= Ellis Cashmore =

British sociologist

Ellis Cashmore (10 February 1949 in Staffordshire, Great Britain) is a British sociologist and cultural critic. He is currently a visiting professor of sociology at Aston University. Before teaching at Aston, he used to teach culture, media and sport at Staffordshire University, starting in 1993. Before 1993, he taught sociology at the University of Tampa, Florida; and, before this, he was a lecturer in sociology at the University of Hong Kong. He is a regular contributor at Fair Observer.

== Selected works ==
===Books authored===
- Celebrity Culture. Routledge, 2006. ISBN 1-134-19141-3.
- The Black Culture Industry. Routledge, 2006 ISBN 1-134-80938-7.
- And There Was Television. Routledge, 2002 ISBN 1-134-87489-8.
- Dictionary of Race and Ethnic Relations.

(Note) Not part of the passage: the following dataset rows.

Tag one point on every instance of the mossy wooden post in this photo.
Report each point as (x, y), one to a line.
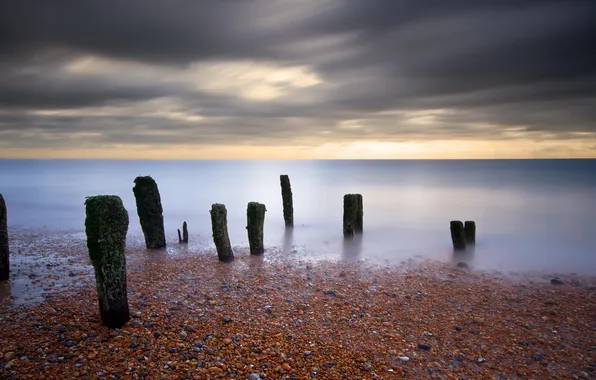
(255, 219)
(353, 215)
(286, 196)
(457, 235)
(106, 225)
(470, 231)
(183, 238)
(150, 212)
(219, 224)
(4, 255)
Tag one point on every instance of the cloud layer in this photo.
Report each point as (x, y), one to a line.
(160, 74)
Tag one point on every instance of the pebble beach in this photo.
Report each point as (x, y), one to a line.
(274, 317)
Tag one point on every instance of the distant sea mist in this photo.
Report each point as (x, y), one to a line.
(530, 214)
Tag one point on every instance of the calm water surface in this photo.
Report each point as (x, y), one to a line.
(530, 214)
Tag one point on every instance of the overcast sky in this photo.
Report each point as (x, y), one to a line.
(297, 78)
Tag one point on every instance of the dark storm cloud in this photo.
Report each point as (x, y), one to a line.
(525, 64)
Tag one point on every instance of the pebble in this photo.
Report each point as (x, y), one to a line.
(557, 281)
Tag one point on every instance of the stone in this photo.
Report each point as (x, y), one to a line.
(106, 225)
(4, 252)
(150, 212)
(255, 220)
(557, 281)
(457, 235)
(353, 215)
(286, 195)
(219, 224)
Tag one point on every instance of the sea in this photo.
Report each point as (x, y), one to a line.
(531, 215)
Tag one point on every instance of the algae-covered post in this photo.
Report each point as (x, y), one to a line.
(106, 225)
(353, 215)
(219, 224)
(150, 212)
(286, 196)
(457, 235)
(183, 238)
(470, 231)
(255, 219)
(4, 256)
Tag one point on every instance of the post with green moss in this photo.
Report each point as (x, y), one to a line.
(470, 231)
(219, 224)
(353, 215)
(458, 236)
(255, 219)
(106, 225)
(286, 196)
(183, 238)
(150, 211)
(4, 256)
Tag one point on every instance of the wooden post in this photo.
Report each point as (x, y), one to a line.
(286, 195)
(353, 215)
(150, 212)
(106, 225)
(4, 252)
(183, 238)
(470, 231)
(219, 224)
(255, 219)
(457, 235)
(184, 232)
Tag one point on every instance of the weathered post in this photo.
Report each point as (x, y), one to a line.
(183, 238)
(219, 224)
(353, 215)
(150, 212)
(470, 231)
(4, 256)
(184, 232)
(457, 235)
(286, 196)
(255, 219)
(106, 225)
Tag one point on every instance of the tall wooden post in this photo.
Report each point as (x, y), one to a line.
(183, 238)
(286, 195)
(4, 252)
(353, 215)
(219, 224)
(150, 211)
(255, 219)
(458, 237)
(470, 231)
(106, 225)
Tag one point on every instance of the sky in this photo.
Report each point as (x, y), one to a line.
(297, 79)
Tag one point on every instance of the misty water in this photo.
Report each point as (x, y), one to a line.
(530, 214)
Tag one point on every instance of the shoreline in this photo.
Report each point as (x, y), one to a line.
(196, 318)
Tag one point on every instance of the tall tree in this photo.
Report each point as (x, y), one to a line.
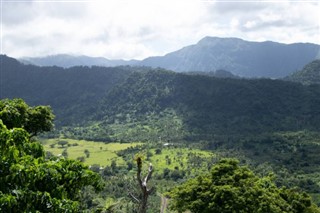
(29, 182)
(233, 188)
(17, 114)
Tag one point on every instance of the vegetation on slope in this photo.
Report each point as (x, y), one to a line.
(310, 74)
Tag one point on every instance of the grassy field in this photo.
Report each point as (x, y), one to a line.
(99, 152)
(191, 160)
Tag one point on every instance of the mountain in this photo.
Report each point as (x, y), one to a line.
(66, 61)
(178, 106)
(310, 74)
(71, 92)
(243, 58)
(139, 103)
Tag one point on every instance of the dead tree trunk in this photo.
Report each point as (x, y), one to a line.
(145, 192)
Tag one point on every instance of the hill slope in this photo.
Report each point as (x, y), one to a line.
(310, 74)
(201, 106)
(71, 92)
(243, 58)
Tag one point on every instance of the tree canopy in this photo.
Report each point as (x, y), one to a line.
(17, 114)
(233, 188)
(28, 181)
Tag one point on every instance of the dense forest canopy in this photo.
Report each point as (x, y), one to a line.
(271, 125)
(28, 181)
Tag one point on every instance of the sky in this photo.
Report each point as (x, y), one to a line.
(136, 29)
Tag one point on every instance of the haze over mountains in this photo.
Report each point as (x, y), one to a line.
(240, 57)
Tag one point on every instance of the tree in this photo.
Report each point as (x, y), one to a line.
(17, 114)
(142, 199)
(233, 188)
(28, 181)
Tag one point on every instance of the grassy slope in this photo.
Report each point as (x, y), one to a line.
(100, 153)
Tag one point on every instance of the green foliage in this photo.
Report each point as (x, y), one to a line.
(233, 188)
(29, 182)
(310, 74)
(17, 114)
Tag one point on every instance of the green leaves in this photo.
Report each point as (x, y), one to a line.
(17, 114)
(233, 188)
(28, 182)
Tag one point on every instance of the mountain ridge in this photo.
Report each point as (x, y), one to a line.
(240, 57)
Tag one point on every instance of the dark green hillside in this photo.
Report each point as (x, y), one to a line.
(209, 106)
(310, 74)
(73, 93)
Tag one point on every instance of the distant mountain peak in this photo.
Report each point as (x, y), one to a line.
(243, 58)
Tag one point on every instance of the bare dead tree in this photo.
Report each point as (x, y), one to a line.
(145, 192)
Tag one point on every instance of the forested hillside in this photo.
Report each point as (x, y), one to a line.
(70, 92)
(310, 74)
(243, 58)
(205, 106)
(271, 125)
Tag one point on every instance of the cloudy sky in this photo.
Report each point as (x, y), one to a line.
(136, 29)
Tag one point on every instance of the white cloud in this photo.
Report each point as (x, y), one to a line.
(140, 28)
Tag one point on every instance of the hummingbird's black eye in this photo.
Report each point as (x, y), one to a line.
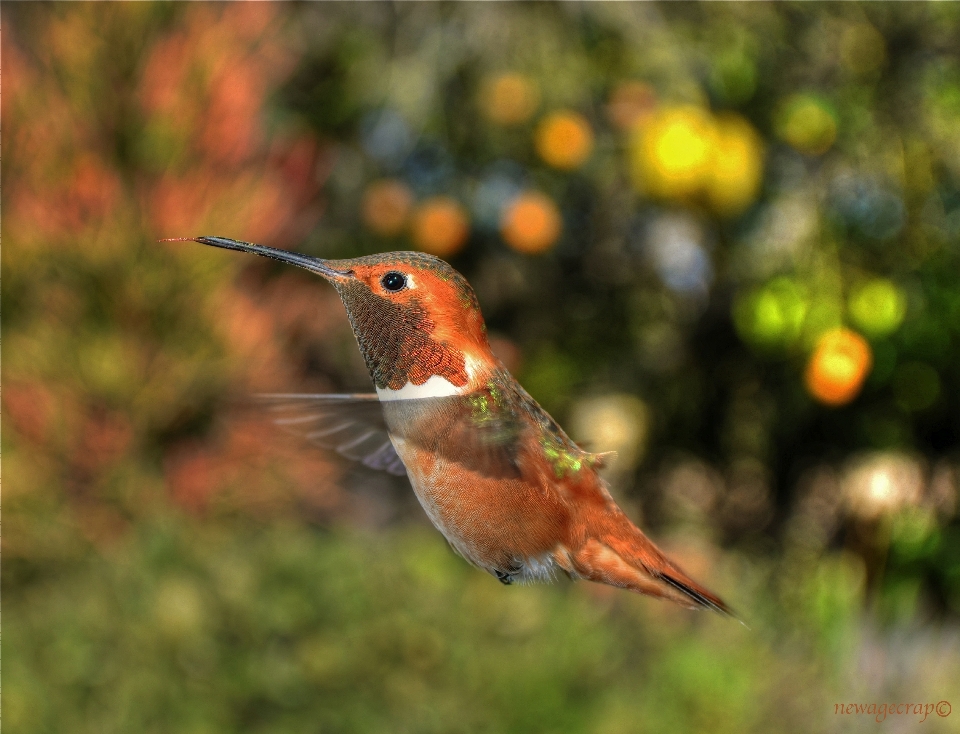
(394, 281)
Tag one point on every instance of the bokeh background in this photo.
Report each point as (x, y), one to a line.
(721, 239)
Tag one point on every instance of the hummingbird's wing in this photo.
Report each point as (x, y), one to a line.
(351, 424)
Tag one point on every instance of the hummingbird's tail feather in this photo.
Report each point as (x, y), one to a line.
(629, 559)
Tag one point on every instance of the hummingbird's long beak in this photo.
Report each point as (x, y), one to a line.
(313, 264)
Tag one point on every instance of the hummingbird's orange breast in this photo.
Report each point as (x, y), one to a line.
(497, 523)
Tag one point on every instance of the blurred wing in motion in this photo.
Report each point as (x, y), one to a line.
(351, 425)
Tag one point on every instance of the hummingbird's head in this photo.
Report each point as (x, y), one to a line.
(413, 315)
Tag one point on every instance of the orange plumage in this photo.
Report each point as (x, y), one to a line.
(493, 471)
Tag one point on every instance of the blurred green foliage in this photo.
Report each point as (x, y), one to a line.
(719, 188)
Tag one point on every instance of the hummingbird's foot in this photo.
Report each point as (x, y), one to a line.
(506, 577)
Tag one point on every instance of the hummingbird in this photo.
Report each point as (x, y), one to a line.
(497, 476)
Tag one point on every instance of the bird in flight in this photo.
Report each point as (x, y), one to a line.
(494, 472)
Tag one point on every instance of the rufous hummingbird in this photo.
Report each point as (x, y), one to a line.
(494, 472)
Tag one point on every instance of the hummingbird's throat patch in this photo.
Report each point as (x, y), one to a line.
(397, 344)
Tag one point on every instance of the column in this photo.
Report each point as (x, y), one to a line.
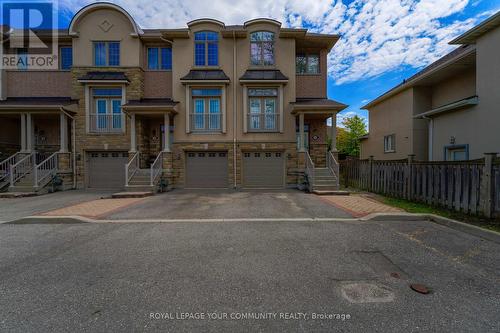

Routledge, 2002 ISBN 1-134-77388-9.

===Contributions===
- Screen Society. Springer, 2018. ISBN 3-319-68164-8.
- Making Sense of Sports. Psychology Press, 2005. ISBN 0-415-34853-6.
- Introduction to Race Relations. Psychology Press, 1990 ISBN 1-850-00759-4
- No Future: Youth and Society. Pearson Education, 1984 ISBN 0-435-82164-4

==Citations==
According to website Briswa, co-founded by Erasmus Programme, Ellis Cashmore "is probably one of the first researchers to investigate racism in football". His works have been cited by other authors and academics, including Dorceta Taylor (The Environment and the People in American Cities, 2009), Yulisa Amadu Maddy (Neo-Imperialism in Children's Literature About Africa 2008), Anthony G. Reddie (Theologising Brexit 2019) or Diego Medrano (Una puta albina colgada del brazo de Francisco Umbral 2010). As a researcher, he also have been cited by media outlets such as Reuters and CNN.